N° 2822 - Proposition de loi de Mme Marie-Jo Zimmermann tendant à élargir à la Lorraine l'expérimentation du péage pour les poids lourds et à en améliorer les modalités




 

N° 2822

ASSEMBLÉE NATIONALE

CONSTITUTION DU 4 OCTOBRE 1958

DOUZIÈME LÉGISLATURE

Enregistré à la Présidence de l'Assemblée nationale le 25 janvier 2006.

PROPOSITION DE LOI

tendant à élargir à la Lorraine
l'expérimentation du
péage pour les poids lourds
et à en améliorer les modalités,

(Renvoyée à la commission des affaires économiques, de l'environnement et du territoire,
à défaut de constitution d'une commission spéciale dans les délais
prévus par les articles 30 et 31 du Règlement.)

PRÉSENTÉE

par Mme Marie-Jo ZIMMERMANN

Députée.

EXPOSÉ DES MOTIFS

MESDAMES, MESSIEURS,

La croissance exponentielle du transport routier génère des nuisances considérables partout en Europe. Certains pays tels que la Suisse et l'Autriche ont d'ores et déjà pris des mesures volontaristes afin notamment, de promouvoir le transport combiné rail-route et plus généralement, de contingenter les flux de poids lourds. Cette prise de conscience gagne progressivement d'autres pays européens, mais la France reste à la traîne. C'est d'autant plus regrettable que sa position géographique en fait une plaque tournante du transit routier au sein de l'Union européenne.

Certains axes routiers sont plus particulièrement concernés, notamment ceux qui correspondent à la liaison européenne Nord-Sud. C'est le cas de l'autoroute A31 en Lorraine, où la situation est encore aggravée par le fait que sa gratuité la rend très attractive. Ainsi, de l'avis général, le trafic des poids lourds est la principale cause de la saturation de l'A31 dans sa portion gratuite entre Nancy, Metz et Thionville. On en a eu la preuve pendant les travaux de réfection du pont de Richemont en 2005 car pour que la circulation puisse continuer à s'écouler de manière presque satisfaisante, il avait suffit de dévier les poids lourds vers d'autres axes.

En mars 2005, l'auteur de la présente proposition avait corédigé une étude détaillée suggérant l'instauration d'un péage pour les poids lourds sur l'A31 dans la traversée du sillon lorrain. En effet, eu égard à ce qu'au Nord-Est, les autoroutes allemandes sont devenues payantes pour les poids lourds et à ce qu'à l'Ouest, l'autoroute A26 passant par Reims est également à péage, le trafic européen Nord-Sud se reporte massivement sur l'A31. C'est d'autant plus vrai que les transporteurs internationaux en profitent pour faire le plein de gazole au Luxembourg. Pour un trajet Anvers-Dijon, l'avantage financier total pour un poids lourd est ainsi de 95 € s'il passe par l'A31 plutôt que par l'A26.
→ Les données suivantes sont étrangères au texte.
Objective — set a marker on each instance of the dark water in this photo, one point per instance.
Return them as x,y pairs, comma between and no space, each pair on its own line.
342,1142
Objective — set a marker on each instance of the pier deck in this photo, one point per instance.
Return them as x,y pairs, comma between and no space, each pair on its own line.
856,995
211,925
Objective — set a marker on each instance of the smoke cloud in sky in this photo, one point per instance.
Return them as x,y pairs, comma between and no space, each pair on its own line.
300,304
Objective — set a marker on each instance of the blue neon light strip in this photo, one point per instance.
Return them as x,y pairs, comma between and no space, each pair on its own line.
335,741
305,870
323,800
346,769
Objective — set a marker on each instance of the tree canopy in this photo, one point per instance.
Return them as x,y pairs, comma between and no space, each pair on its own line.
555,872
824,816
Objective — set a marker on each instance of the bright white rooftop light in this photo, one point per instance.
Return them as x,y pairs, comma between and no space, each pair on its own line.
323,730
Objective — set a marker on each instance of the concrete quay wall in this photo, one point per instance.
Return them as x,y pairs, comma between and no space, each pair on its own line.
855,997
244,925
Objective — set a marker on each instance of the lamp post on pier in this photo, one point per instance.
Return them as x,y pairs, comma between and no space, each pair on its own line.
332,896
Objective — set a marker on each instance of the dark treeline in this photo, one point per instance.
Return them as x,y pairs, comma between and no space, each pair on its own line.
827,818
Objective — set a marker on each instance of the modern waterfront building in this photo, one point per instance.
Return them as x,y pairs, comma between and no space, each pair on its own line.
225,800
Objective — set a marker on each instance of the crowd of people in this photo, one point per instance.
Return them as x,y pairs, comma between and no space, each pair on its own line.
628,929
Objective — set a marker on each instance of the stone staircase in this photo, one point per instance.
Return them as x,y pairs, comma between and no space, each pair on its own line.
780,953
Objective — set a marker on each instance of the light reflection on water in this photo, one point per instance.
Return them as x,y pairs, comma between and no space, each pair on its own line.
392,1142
Une question au Gouvernement (Sénat, 10 février 2005) et plusieurs questions écrites (QE n° 67611, JO Assemblée nationale du 21 juin 2005 ; QE n° 18170, JO Sénat du 16 juin 2005) ont été posées sur le sujet. A chaque fois, la réponse ministérielle a été dilatoire. Heureusement, un amendement voté à l'Assemblée nationale a fait évoluer le dossier. Modifié en commission mixte paritaire puis adopté définitivement le 22 décembre 2005, il est devenu l'article 27 de la loi 2006-10 du 5 janvier 2006. Cet article prévoit l'instauration à titre expérimental d'un péage sur les poids lourds circulant sur certains axes dans la région Alsace.

Sur le principe, l'article 27 susvisé est incontestablement pertinent. Par contre, son champ géographique d'application est excessivement restrictif. Par ailleurs, il a manifestement été rédigé un peu hâtivement et les modalités pratiques prévues pour le péage ont besoin d'être améliorées.

La présente proposition de loi introduirait donc les dispositions suivantes :

· Une rationalisation géographique en étendant le principe du péage à la région Lorraine : l'autoroute A31 en Lorraine sert déjà d'exutoire aux poids lourds qui évitent les péages de l'A26 en Champagne-Ardenne et ceux de l'Allemagne. L'amendement tel qu'il a été présenté gonflerait encore ces flux par ceux qui se reporteraient de l'Alsace. Une disposition législative quelle qu'elle soit, doit prendre en compte une logique globale et non satisfaire des intérêts étroitement locaux au détriment d'une cohérence générale.

· La suppression du seuil maximum de cinq ans pour l'application de la mesure : l'organisation d'un péage pour les poids lourds entraînera des investissements publics et éventuellement des investissements techniques sur les poids lourds. Il ne serait pas raisonnable de vouloir les amortir sur une période inférieure ou égale à cinq ans. En outre, eu égard aux problèmes de mise en route, il sera probablement nécessaire de disposer d'une période expérimentale plus longue.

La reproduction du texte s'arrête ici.